Mumbai: A fund-raising window has shut for Indian companies after the stock market tumble this year.
Investment bankers say there are no takers for the so-called qualified institutional placements, or QIPs, which raised $3.2 billion (around Rs13,037 crore) in 2007.
A QIP is the private placement of shares or securities convertible into stock by a listed company to qualified institutional buyers such as banks, insurance firms, mutual funds and foreign institutional investors. According to market regulator Securities and Exchange Board of India (Sebi) fund raising through QIPs leapt 146% last year from $1.3 billion in 2006, almost double the annual growth posted by other cash-raising avenues such as sale of depository receipts and convertible bonds.
But, in a falling market, the formula set by Sebi on the pricing of a QIP issue has become a key hindrance, bankers said. According guidelines, the price of shares sold through QIPs should be either the average of the past six months’ trading price or the average during the previous two weeks—whichever is higher.
Because stock valuations have declined sharply, QIPs can only be priced at a premium to the current stock price by following this formula. Selling shares at such prices is an impossible proposition, given that many institutional investors are not keen to buy Indian stocks even at their current price, bankers said.
The price of most mid and large stocks in India have fallen far more than the Bombay Stock Exchange benchmark index, the Sensex, which has lost some 32% since January.
Mint spoke to executives at eight investment banks. All of them said QIPs as a fund-raising instrument had become irrelevant in the present context. The executives did not want to be identified because the issue involves the regulator. “The pricing formula for QIPs does not match the market reality of many stocks,” said a senior investment banker with a foreign investment bank.

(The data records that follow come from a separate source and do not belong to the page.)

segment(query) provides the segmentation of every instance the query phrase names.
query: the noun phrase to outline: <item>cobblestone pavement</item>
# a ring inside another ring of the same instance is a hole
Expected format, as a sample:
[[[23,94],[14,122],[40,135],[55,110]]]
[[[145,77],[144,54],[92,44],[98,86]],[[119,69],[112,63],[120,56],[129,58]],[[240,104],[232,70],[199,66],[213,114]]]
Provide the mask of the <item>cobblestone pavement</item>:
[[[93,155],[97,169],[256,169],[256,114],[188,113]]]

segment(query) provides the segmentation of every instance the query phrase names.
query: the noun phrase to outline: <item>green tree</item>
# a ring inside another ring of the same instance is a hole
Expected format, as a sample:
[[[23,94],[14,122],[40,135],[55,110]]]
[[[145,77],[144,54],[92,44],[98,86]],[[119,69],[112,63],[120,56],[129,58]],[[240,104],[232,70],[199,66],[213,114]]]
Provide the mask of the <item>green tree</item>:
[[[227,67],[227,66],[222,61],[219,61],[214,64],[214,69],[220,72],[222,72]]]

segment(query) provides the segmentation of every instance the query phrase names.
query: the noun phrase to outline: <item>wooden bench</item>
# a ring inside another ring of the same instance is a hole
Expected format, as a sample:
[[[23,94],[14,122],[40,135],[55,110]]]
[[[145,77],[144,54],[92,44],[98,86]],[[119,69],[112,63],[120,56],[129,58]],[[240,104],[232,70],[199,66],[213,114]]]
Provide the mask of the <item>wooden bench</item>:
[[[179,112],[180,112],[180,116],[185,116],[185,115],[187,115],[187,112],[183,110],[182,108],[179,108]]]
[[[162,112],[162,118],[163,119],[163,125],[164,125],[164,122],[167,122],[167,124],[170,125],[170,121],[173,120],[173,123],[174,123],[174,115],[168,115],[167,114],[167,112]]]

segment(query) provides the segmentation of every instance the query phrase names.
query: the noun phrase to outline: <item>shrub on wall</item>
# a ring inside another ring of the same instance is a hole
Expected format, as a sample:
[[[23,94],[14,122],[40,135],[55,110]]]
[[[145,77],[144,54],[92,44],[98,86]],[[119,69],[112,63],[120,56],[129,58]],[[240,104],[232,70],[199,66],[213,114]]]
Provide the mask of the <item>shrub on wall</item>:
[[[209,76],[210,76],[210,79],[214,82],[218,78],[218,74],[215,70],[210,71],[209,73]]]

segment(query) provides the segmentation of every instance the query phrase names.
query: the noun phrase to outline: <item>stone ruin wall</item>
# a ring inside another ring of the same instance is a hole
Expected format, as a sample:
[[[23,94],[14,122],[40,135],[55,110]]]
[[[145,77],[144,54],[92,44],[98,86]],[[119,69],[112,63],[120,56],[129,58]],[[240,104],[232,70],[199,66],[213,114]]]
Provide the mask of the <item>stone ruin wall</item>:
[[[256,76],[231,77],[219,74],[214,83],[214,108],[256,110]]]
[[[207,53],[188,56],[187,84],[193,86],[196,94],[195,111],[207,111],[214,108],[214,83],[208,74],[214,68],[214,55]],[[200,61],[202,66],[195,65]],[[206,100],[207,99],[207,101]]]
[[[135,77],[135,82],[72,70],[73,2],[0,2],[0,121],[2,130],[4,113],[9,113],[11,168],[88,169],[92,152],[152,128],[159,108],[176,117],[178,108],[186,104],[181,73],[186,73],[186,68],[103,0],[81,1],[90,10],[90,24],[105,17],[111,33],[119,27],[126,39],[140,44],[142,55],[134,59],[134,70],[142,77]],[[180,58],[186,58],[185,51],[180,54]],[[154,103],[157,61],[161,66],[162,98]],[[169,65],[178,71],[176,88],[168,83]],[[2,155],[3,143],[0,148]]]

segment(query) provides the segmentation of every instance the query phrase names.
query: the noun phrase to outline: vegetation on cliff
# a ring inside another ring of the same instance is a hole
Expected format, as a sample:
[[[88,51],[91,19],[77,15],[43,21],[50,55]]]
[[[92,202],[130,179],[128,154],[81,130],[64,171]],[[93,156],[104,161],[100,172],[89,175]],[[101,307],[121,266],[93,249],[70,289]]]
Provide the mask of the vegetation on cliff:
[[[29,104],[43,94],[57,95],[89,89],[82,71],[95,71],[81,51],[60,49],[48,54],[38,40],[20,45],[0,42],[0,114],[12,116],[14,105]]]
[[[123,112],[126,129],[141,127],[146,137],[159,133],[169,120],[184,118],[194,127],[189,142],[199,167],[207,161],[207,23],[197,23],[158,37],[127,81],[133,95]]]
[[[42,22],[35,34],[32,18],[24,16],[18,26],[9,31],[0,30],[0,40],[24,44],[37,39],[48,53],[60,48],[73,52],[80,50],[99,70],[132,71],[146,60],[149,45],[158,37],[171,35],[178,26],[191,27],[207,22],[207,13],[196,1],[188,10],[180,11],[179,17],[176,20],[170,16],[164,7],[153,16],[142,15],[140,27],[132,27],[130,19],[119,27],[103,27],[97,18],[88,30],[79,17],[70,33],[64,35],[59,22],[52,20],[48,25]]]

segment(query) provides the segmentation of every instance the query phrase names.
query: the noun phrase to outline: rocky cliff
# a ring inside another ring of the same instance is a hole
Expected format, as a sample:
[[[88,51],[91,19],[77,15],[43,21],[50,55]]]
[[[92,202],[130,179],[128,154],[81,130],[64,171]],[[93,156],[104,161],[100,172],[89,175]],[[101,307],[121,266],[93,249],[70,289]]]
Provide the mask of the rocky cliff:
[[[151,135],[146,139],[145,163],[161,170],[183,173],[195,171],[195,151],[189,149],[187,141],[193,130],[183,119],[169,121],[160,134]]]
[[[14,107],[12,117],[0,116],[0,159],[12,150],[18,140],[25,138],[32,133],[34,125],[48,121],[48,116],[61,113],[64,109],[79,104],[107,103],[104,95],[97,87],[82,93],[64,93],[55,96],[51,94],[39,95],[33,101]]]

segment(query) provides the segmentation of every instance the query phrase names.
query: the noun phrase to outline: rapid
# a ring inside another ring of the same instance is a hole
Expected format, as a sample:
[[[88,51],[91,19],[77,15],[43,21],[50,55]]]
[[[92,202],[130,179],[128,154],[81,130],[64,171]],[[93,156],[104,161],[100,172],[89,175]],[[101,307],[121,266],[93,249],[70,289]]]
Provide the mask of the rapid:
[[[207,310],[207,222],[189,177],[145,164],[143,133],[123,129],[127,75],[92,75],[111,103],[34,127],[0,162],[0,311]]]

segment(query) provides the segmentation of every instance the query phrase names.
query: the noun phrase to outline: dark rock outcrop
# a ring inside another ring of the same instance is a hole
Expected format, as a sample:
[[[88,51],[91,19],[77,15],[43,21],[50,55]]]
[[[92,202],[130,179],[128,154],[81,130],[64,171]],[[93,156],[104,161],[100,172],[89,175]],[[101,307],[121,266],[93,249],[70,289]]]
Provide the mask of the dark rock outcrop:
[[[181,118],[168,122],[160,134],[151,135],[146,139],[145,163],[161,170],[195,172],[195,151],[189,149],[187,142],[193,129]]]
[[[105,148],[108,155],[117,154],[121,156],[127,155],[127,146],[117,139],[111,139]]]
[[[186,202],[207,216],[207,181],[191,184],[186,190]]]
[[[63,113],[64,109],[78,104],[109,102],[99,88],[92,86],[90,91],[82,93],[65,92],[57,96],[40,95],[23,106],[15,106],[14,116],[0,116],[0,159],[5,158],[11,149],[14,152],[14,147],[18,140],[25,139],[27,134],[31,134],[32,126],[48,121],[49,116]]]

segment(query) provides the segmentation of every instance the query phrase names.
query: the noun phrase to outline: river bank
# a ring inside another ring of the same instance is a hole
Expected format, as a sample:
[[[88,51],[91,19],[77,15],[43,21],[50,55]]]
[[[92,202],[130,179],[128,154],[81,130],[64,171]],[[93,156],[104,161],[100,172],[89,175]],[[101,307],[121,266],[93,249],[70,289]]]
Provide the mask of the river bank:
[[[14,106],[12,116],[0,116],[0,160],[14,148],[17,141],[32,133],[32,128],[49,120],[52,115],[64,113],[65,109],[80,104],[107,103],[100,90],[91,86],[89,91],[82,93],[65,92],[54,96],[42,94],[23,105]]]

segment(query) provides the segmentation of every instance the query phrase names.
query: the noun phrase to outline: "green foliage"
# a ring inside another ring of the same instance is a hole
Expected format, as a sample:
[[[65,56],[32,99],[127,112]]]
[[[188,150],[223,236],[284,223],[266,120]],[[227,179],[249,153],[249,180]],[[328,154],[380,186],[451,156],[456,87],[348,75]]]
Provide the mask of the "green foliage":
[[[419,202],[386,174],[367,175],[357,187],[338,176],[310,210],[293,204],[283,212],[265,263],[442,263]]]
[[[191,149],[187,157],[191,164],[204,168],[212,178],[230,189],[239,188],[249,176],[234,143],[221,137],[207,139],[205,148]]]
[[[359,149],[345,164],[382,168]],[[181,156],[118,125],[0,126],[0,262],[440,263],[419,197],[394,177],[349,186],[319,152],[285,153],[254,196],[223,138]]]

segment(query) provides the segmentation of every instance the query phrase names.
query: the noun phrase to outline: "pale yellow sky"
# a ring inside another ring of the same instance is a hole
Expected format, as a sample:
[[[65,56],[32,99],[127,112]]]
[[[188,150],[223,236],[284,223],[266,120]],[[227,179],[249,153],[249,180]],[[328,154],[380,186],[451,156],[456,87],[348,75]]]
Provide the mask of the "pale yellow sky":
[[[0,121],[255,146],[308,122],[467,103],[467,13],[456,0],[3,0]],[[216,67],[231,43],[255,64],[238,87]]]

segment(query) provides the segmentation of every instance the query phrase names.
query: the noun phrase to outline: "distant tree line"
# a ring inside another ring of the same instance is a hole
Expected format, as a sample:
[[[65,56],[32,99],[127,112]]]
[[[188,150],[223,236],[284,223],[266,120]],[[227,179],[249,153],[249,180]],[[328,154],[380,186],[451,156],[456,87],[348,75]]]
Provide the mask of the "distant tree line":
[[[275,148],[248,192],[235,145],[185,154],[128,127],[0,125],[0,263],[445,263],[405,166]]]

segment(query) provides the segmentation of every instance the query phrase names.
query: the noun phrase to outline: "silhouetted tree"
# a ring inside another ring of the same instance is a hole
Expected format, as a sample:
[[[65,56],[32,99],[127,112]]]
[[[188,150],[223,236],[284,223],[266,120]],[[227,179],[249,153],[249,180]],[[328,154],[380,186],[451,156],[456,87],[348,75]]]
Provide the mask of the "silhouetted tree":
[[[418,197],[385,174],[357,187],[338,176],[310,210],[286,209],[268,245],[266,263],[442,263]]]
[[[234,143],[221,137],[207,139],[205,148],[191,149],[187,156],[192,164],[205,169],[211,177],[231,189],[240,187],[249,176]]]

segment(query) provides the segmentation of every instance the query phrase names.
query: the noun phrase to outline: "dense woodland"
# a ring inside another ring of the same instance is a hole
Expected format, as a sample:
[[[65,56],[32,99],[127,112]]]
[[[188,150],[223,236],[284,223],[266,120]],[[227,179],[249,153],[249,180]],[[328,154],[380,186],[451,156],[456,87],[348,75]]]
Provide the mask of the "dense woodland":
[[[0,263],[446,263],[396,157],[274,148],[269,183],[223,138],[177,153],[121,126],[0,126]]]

“In other countries such as the US, pricing of QIP issues are left to the market,” said the head of investment banking at a US-based brokerage firm.
Proxy for public floats
Firms have been using QIPs as a proxy for public share sales. These placements are open exclusively to institutions that manage a large pool of securities, as against a public float, where investors belong to multiple classes. Sebi’s pricing mechanism is designed to protect minority shareholders by preventing companies from offering shares at a discount.

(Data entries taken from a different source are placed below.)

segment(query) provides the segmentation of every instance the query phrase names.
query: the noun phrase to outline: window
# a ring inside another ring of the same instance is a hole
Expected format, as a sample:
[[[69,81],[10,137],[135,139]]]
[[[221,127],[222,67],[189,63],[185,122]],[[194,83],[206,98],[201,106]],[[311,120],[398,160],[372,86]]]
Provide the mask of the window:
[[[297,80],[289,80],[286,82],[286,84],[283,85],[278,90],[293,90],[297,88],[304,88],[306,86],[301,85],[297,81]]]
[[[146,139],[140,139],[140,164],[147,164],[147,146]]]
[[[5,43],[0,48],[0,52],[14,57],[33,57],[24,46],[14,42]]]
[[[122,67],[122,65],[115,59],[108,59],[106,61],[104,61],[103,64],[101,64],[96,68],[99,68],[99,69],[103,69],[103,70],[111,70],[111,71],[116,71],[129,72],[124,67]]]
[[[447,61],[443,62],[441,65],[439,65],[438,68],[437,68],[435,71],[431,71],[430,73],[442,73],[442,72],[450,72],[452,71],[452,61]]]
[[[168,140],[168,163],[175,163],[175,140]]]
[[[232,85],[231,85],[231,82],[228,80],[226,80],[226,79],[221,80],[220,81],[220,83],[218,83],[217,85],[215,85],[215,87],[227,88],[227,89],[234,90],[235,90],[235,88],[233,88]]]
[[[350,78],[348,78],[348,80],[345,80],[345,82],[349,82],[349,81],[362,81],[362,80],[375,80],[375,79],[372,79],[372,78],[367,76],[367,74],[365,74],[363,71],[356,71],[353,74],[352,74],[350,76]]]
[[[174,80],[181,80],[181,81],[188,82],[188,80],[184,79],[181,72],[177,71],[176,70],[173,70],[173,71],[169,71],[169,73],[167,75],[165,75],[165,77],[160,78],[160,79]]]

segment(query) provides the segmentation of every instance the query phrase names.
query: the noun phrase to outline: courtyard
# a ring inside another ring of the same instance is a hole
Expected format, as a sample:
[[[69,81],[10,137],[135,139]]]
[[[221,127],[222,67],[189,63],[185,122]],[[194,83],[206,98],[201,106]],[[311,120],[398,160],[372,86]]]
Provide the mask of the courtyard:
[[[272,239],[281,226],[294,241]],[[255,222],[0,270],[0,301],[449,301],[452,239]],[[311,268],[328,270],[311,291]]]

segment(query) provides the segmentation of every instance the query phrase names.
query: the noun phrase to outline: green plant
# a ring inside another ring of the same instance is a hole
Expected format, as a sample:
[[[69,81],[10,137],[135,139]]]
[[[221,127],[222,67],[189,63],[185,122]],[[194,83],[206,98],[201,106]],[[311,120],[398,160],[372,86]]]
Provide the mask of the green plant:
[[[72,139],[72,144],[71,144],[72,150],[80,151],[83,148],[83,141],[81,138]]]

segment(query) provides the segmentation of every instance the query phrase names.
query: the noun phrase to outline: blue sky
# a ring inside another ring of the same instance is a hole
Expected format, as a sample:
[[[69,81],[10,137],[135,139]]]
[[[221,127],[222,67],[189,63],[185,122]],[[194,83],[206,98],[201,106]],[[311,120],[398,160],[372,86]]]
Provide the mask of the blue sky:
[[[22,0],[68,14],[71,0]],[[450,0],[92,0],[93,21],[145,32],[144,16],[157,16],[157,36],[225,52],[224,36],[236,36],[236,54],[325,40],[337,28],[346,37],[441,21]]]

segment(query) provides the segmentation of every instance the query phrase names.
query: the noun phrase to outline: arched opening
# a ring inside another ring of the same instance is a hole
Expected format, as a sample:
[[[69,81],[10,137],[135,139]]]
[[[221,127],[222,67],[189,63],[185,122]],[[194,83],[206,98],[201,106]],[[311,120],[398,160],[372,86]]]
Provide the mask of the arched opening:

According to a senior executive at a domestic bank in Mumbai, the QIP advisory divisions at investment banks are shut because there has been no business since March.
QIPs were introduced by Sebi in mid-2006 and it soon emerged as a fund-raising option for publicly traded Indian firms over convertible bond issues and overseas listings.

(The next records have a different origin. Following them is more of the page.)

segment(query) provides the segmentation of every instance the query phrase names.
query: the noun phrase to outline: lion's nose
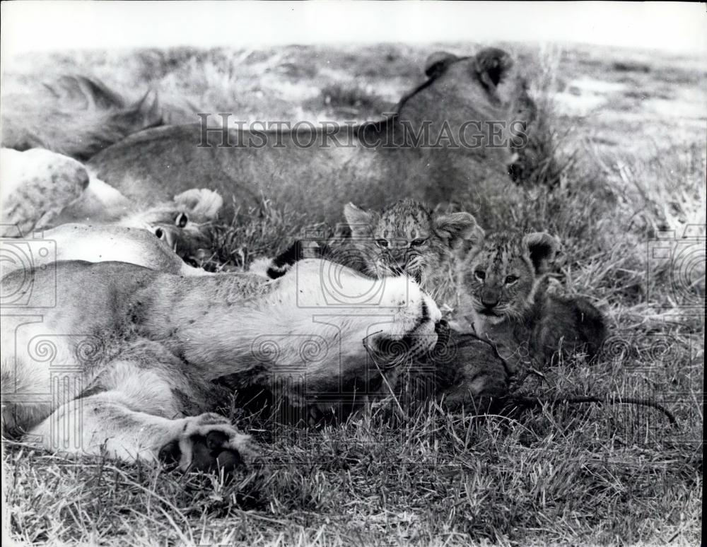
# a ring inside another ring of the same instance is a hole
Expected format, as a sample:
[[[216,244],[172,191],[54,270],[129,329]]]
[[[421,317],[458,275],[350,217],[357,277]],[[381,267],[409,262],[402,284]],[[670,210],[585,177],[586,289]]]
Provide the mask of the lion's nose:
[[[481,304],[484,307],[496,307],[498,305],[498,293],[493,290],[484,290],[481,293]]]
[[[405,273],[405,269],[399,264],[391,264],[390,271],[396,276],[402,276]]]

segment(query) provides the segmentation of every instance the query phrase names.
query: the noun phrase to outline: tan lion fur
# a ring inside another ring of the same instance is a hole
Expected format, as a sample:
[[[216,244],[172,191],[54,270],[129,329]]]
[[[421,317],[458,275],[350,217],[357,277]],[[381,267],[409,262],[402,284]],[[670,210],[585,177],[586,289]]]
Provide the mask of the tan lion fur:
[[[522,146],[522,126],[534,117],[525,79],[508,57],[489,49],[441,66],[436,61],[428,81],[403,97],[393,115],[327,131],[326,138],[322,128],[314,134],[212,131],[202,147],[199,124],[163,127],[128,137],[88,165],[142,203],[169,199],[198,181],[226,204],[248,206],[264,195],[312,221],[338,218],[348,201],[378,208],[391,196],[436,204],[452,195],[472,201],[478,194],[497,195],[510,187],[508,164]],[[489,136],[496,122],[500,144]],[[426,124],[428,146],[416,143],[409,131],[404,138],[405,128],[416,135]],[[460,131],[469,146],[445,140],[445,133]]]
[[[367,382],[366,347],[390,355],[382,363],[395,375],[402,358],[435,345],[440,318],[407,278],[380,283],[319,260],[276,281],[70,261],[2,283],[4,295],[25,299],[16,307],[4,300],[6,430],[62,453],[166,454],[182,469],[255,454],[245,435],[209,413],[227,394],[212,381],[320,393]],[[402,354],[386,349],[406,340]]]

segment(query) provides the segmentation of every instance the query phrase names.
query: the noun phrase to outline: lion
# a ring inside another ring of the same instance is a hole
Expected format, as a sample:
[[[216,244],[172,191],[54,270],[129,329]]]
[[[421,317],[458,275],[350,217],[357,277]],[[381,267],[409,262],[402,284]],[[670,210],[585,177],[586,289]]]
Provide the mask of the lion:
[[[349,203],[344,216],[346,230],[340,228],[325,242],[296,242],[271,261],[267,275],[276,278],[303,257],[323,257],[374,278],[410,276],[438,305],[449,307],[460,252],[484,237],[471,213],[433,212],[414,199],[395,201],[380,212]]]
[[[2,146],[45,148],[85,161],[128,135],[163,122],[157,94],[131,103],[95,78],[64,76],[3,95]]]
[[[457,269],[458,328],[492,341],[515,368],[544,366],[559,355],[595,355],[606,336],[601,312],[547,283],[559,247],[544,232],[498,232],[473,246]]]
[[[105,228],[114,224],[152,232],[180,257],[190,259],[200,249],[209,247],[209,228],[223,204],[216,192],[192,188],[169,201],[146,206],[96,178],[81,162],[42,148],[24,152],[2,148],[0,163],[0,237],[28,236],[77,223],[103,225],[103,234],[112,230],[119,233],[117,228]],[[63,233],[59,233],[61,237]]]
[[[127,262],[180,276],[210,275],[201,268],[187,264],[175,252],[163,234],[141,228],[117,224],[62,224],[42,232],[40,237],[34,237],[34,242],[45,245],[47,252],[33,254],[31,264],[26,260],[27,254],[22,252],[23,248],[27,248],[24,241],[0,241],[4,248],[0,276],[30,265],[52,268],[54,262],[69,260]]]
[[[227,204],[248,206],[265,196],[312,222],[337,218],[346,201],[370,208],[390,196],[436,204],[507,193],[508,167],[535,115],[510,55],[435,54],[426,72],[380,121],[292,131],[165,126],[129,136],[88,165],[140,203],[168,200],[199,181]]]
[[[375,392],[384,374],[435,346],[441,318],[414,280],[381,283],[322,260],[274,281],[65,261],[2,285],[5,430],[62,454],[182,470],[257,457],[214,412],[229,400],[220,379],[274,383],[296,404],[340,396],[342,385]],[[370,360],[385,372],[371,376]]]

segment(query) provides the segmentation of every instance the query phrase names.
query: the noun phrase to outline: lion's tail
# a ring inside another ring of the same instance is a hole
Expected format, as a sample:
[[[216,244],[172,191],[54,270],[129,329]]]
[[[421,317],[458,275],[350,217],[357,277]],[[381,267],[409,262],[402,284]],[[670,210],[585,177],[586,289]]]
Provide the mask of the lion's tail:
[[[4,98],[2,146],[44,148],[86,160],[141,129],[163,123],[157,93],[131,102],[95,78],[64,76],[36,93]]]

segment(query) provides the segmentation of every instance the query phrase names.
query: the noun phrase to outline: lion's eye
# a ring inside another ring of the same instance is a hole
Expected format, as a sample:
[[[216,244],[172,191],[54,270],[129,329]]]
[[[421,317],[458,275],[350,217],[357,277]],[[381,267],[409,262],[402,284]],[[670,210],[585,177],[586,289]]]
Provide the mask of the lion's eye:
[[[184,228],[188,222],[189,218],[184,213],[180,213],[175,218],[175,224],[177,225],[177,228]]]

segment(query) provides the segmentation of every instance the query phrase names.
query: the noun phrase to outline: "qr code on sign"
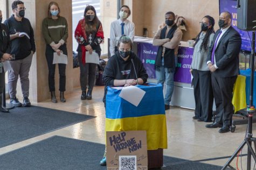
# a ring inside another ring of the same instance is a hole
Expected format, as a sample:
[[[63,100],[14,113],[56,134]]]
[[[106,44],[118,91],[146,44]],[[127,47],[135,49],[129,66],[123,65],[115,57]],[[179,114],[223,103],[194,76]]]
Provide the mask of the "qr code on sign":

Bloomberg’s league tables for Indian investment banks for the first half this year show there were seven QIP deals, with Kotak Mahindra Capital Co. Ltd, Royal Bank of Scotland (India) and Motilal Oswal Investment Advisors leading the ranks, based on volume.
All the sales took place in the first quarter of this calendar year, bankers said. Bank of India and Sintex Industries Ltd were among those raised funds through QIPs in early 2008.
A $1.5 billion QIP by the country’s second largest property developer, Unitech Ltd, which was advised by CLSA Asia Pacific and Credit Suisse Securities (India) Pvt. Ltd, had to be pulled during the first quarter as markets weakened.
Textile firm Spentex Industries Ltd was the first company to tap the QIP route after the concept was introduced.